Contra a tentativa de desmonte do Arquivo Nacional, a Justiça Federal suspendeu temporariamente a eliminação de qualquer documento público histórico, incluindo relatórios da Comissão Nacional da Verdade (CNV).
A decisão, de caráter liminar, é a primeira medida judicial contra o Decreto nº 10.148/2019, editado no governo de Jair Bolsonaro, que retirou a competência restrita ao Arquivo Nacional sobre documentações históricas, incluindo as investigações relacionadas à ditadura do regime militar (1964-1985).
Publicado no primeiro ano do governo Bolsonaro, o decreto alterou a estrutura e função da Comissão Permanente de Avaliação de Documentos Sigilosos (CPADs), sendo nomeadas pessoas de interesse do governo e dos respectivos Ministérios. Esses sub-gabinetes passaram a ter a responsabilidade de analisar, aprovar e retirar arquivos históricos e sigilosos.
Diversas entidades apontaram a medida do governo como uma tentativa de desmonte do Arquivo Nacional. Em uma das petições enviadas à Justiça, o Ministério Público Federal apontou as consequências do decreto:
“O Decreto nº 10.148/2019 suprimiu a competência do Arquivo Nacional para autorizar ou não a eliminação dos documentos. Trata-se, como se vê, de um ato infralegal (regulamentar) que subtrai do Arquivo Nacional competências atribuída por lei.”
Com base nos argumentos do MPF e nas recentes denúncias de retirada de páginas e documentos de relatórios da Comissão Nacional da Verdade (CNV), como ocorreu com o caso favorável ao ex-coronel Olinto de Souza Ferraz (entenda aqui), a Justiça aceitou suspender qualquer tentativa de eliminação de documentos públicos.
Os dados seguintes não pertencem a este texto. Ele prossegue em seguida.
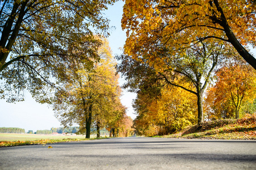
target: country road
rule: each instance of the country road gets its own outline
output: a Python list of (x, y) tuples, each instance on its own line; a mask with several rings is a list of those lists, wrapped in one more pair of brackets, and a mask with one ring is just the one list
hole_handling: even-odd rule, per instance
[(256, 169), (255, 141), (119, 138), (0, 148), (0, 169)]

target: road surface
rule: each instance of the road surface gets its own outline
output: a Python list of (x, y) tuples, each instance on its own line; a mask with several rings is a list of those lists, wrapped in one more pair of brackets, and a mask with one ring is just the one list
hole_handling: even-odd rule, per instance
[(0, 169), (256, 169), (256, 141), (130, 137), (0, 148)]

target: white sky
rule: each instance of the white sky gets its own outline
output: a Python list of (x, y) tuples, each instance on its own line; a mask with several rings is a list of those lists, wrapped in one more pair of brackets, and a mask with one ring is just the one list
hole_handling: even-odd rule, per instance
[[(120, 54), (126, 39), (125, 31), (121, 28), (121, 19), (123, 14), (123, 6), (124, 2), (119, 1), (104, 12), (107, 18), (111, 20), (110, 26), (115, 26), (115, 29), (111, 32), (108, 38), (113, 54)], [(256, 49), (251, 49), (251, 53), (256, 54)], [(124, 82), (120, 80), (120, 82)], [(128, 108), (127, 114), (132, 118), (136, 117), (132, 107), (132, 100), (135, 99), (136, 94), (124, 91), (121, 100), (124, 105)], [(25, 129), (26, 131), (32, 130), (51, 129), (52, 127), (58, 128), (61, 125), (54, 116), (54, 112), (47, 104), (37, 103), (30, 94), (25, 95), (25, 101), (16, 104), (9, 103), (4, 100), (0, 100), (0, 127), (20, 128)]]
[[(110, 32), (111, 36), (108, 39), (114, 55), (121, 53), (119, 48), (123, 48), (126, 39), (125, 32), (121, 28), (124, 4), (123, 1), (118, 1), (104, 12), (106, 17), (111, 20), (110, 26), (116, 27)], [(132, 100), (135, 97), (135, 94), (125, 91), (121, 97), (123, 104), (128, 108), (128, 116), (132, 118), (136, 117), (132, 107)], [(20, 128), (25, 129), (26, 131), (32, 130), (35, 132), (37, 130), (50, 130), (52, 127), (61, 127), (61, 125), (54, 116), (51, 108), (46, 104), (37, 103), (31, 95), (27, 93), (25, 101), (16, 104), (0, 100), (0, 127)]]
Sobre o caso específico, o Arquivo Nacional emitiu nota reconhecendo que teve que eliminar trechos do relatório final da CNV, pela determinação judicial anterior, e lamentou o episódio. “O AN lamenta que, em nenhum momento, tenha sido convocado a se manifestar no processo em questão até o seu trânsito em julgado, uma vez que o acervo da CNV foi recolhido ao órgão por força do disposto no parágrafo único do art. 11 da Lei n.º 12.528/2011.”
“Em situações anteriores, com base nas informações e argumentos técnicos do AN, a supressão ou alteração de documentos históricos foi evitada, posto que a Justiça Federal entendeu que o procedimento ora determinado é deletério à preservação da memória nacional, e pode levar à desestabilização do conceito legal de guarda permanente de documentos de valor histórico, comprobatório e informativo, que devem ser definitivamente preservados”, acrescentou.
A decisão da juíza federal Maria Alice Paim Lyard, do Rio de Janeiro, implica não somente os relatórios da CNV, como todos os arquivos históricos armazenados pelo Arquivo Nacional, de acesso público no Sistema de Informações do AN (Sian), a exemplo das investigações relacionadas à ditadura brasileira.
“Considerando o risco ao resultado útil do processo, de natureza irreversível caso algum documento de elevado valor histórico cultural seja eliminado, havendo, ainda, probabilidade do direito, corroborada pelas manifestações de autoridades do setor na Carta constante do anexo 7 da inicial, bem como em atenção ao poder geral de cautela, entendo por bem sejam suspensas as eliminações de documentos públicos até ulterior de decisão do Juízo.”
A determinação, contudo, ainda não é definitiva e não foi julgado o teor do pedido do Ministério Público Federal (MPF), ou seja, de anular o Decreto nº 10.148 e demais decisões consecutivas relacionadas, que impactaram na estrutura do Arquivo Nacional.